You Are What You Read
Wednesday, November 30, 2011
"'Facebook Friend #1276' read 'The World Mourns the Death of Dippin' Dots' on Yahoo!"
The latest in news-industry issues, as written by multimedia journalism and integrated marketing communication students at Simpson College.
The Pulitzer Prize Board has announced it is requiring all submissions to be digital starting in 2012.
Another person who participated in the News of the World's phone-hacking scandals, Bethany Usher, was recently arrested for participation in the phone hacking.
Recently, Nick Davies of The Guardian admitted to paying child prostitutes for information for one of his articles.

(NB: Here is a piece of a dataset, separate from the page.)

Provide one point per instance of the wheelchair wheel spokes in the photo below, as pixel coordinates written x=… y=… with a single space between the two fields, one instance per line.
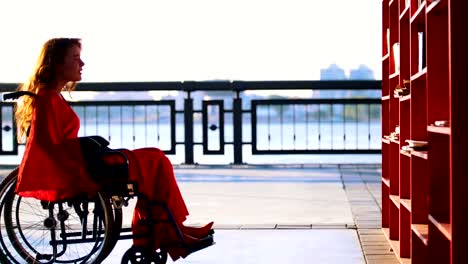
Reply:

Davies claimed in a testimony before a U.K. Parlimentary committee, "I [paid them] for two reasons – first that I thought it was better for them to earn the money by talking to me than by allowing somebody to sexually abuse them; second that it seemed fair to them, if i was depriving them of ‘working time,’ that I should compensate them for their loss."
Even though Davies is writing on a very touchy topic is it ethical in any way to pay your sources for their time? If Davies hadn't paid the children to talk, would any of them spoken out to a reporter? Or would Davies's article consisted of facts, not first-hand stories, about the horrors of child prostitution?
A newspaper or reporter paying sources for information is known as checkbook journalism. According to the Society of Professional Journalists (SPJ), the practice of checkbook journalism is unethical, wrong, and should not be used in any situation.